Natürlich kann man fragen, ob man sich mit dem Daoismus beschäftigen muss, wenn man Qi Gong lernen will. Natürlich muss man nicht. Natürlich sollte man. Natürlich haben auch die Chinesen einen mehr oder weniger ähnlichen Körper wie Europäer oder Afrikaner. Da gibt es kleine Unterschiede, aber die Funktionsweise sollte doch gleich sein. Ist wohl auch so, würde ein Chinese auch so sagen. Nur, wenn wir anfangen, den Körper und seine Funktionsweise zu beschreiben, werden die Darstellungen erheblich auseinandergehen. Man könnte sogar Zweifel hegen, ob über das gleiche Subjekt berichtet wird. Ich möchte es so ausdrücken: Wir reden beide über einen Computer, aber wir im Westen reden über die Hardware und wir im Osten über die Software. Und das ist wirklich ein plumper Vergleich. Aber er kommt der Sache dennoch nah. Anders ausgedrückt hat die naturwissenschaftliche Betrachtungsweise die Seiten des Buches gezählt, die Buchstaben statistisch erhoben, ebenso alle Satzzeichen. Die Schrifttype wurde mit anderen Büchern verglichen und die Unterschiede konnten deutlich aufgezeigt werden. Das Material des Papiers wurde chemisch analysiert, ebenso die Druckerschwärze. Wir wissen eigentlich alles über das Buch, bloß gelesen hat es noch niemand.

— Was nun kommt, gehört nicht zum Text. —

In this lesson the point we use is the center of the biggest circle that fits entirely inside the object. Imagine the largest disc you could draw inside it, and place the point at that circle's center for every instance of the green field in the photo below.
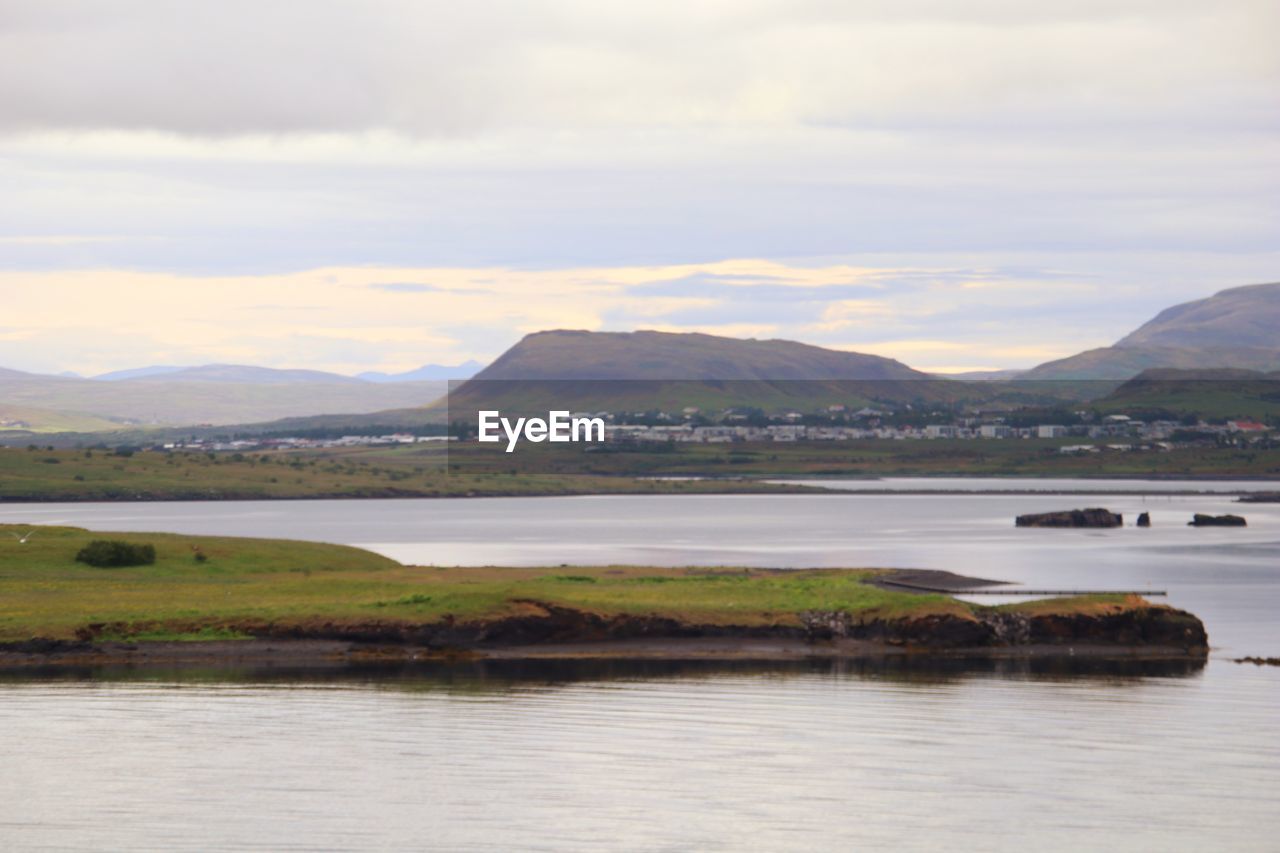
(241, 583)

Die Wissenschaftler der asiatischen Kultur haben sich dagegen nicht so sehr darum gekümmert, woraus dieses Buch besteht, sondern sich damit beschäftigt, die Sprache zu entschlüsseln. Ob sie es endgültig geschafft haben und sogar etwas über den Inhalt des Buches sagen können, darüber weiß auch ich nichts zu sagen. Immerhin bin ich ebenso in dieser christlich-jüdischen, naturwissenschaftlichen Kultur aufgewachsen und habe ihre Brille aufgesetzt bekommen. Inzwischen ziehe ich es zwar vor, einen Daoistenkittel zu tragen statt der allgegenwärtigen Jeans, aber die Perspektive, die kommt noch immer von meiner Ausgangsposition.